I was reading non-linear realisation of a group on Wikipedia. On this page, it states: Given a Lie algebra $\mathfrak{g}$ and its Cartan subalgebra $\mathfrak{h}$, $\mathfrak{g}$ splits into $\mathfrak{g}=\mathfrak{h}\oplus\mathfrak{f}$ where $\mathfrak{f}$ is the supplement of the Cartan subalgebra such that $[\mathfrak{f},\mathfrak{f}]\subset\mathfrak{h}$ and $[\mathfrak{h},\mathfrak{f}]\subset\mathfrak{f}$.
While the second statement $[\mathfrak{h},\mathfrak{f}]\subset\mathfrak{f}$ is clearly true by definition of Cartan subalgebra as $\mathfrak{h}=${$g\in\mathfrak{g}|\exists n\in\mathbb{N}_0, ad(h)^ng=0\forall h\in\mathfrak{h}$}. I am not so certain about the first statement $[\mathfrak{f},\mathfrak{f}]\subset\mathfrak{h}$.

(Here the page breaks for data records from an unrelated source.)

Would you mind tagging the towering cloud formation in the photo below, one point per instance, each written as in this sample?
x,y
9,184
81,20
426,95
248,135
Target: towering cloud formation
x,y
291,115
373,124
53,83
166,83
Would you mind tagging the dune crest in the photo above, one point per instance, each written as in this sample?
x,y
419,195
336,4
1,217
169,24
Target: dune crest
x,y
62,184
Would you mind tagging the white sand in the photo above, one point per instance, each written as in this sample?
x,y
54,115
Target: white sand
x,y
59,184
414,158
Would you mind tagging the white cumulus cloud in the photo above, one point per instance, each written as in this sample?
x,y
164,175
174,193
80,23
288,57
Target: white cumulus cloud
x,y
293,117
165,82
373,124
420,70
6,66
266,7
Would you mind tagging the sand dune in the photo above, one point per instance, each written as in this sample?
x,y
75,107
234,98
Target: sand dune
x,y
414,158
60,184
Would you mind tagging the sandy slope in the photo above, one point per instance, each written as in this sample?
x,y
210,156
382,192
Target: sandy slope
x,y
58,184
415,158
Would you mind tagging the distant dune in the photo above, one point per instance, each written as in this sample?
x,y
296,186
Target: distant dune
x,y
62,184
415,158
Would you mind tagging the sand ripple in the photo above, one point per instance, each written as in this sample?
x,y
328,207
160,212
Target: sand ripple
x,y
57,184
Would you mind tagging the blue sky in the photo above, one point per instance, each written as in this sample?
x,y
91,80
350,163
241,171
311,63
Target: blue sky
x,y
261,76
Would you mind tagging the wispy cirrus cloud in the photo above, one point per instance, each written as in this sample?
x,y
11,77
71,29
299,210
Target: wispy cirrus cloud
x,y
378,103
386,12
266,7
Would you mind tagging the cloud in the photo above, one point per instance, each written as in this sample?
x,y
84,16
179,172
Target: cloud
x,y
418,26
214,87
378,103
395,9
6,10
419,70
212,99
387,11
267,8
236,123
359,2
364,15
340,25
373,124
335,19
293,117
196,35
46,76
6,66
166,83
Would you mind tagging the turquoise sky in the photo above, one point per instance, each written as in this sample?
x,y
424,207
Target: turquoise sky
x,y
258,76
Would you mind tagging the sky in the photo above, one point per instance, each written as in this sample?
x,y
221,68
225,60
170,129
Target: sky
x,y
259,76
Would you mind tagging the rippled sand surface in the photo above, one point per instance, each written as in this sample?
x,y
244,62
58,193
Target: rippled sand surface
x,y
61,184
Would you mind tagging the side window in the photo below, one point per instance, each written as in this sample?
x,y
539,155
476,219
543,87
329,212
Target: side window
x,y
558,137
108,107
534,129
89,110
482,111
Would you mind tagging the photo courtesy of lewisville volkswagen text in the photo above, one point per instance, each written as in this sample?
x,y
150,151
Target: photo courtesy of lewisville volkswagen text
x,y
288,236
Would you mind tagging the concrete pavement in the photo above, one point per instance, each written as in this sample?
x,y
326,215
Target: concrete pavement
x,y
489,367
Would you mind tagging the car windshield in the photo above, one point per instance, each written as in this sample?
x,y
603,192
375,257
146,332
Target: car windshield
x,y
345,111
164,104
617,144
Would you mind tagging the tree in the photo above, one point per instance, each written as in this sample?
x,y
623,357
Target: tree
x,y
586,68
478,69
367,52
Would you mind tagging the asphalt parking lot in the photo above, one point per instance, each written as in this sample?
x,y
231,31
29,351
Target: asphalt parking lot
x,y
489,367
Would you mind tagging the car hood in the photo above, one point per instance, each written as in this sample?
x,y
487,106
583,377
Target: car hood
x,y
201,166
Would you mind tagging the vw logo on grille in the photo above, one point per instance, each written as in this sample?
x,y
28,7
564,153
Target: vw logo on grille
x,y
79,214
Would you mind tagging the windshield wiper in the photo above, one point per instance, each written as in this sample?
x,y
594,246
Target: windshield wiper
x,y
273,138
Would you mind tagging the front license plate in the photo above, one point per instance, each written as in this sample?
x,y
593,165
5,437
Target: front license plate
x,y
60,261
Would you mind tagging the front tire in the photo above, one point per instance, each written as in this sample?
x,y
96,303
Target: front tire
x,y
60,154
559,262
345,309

For example, let X and Y be two vectors in two different root spaces of the Lie algebra. If these two roots add up to become another root then the commutator of X,Y will be in the root space of the added root, clearly not in the Cartan subalgebra.
Could someone offer an explanation?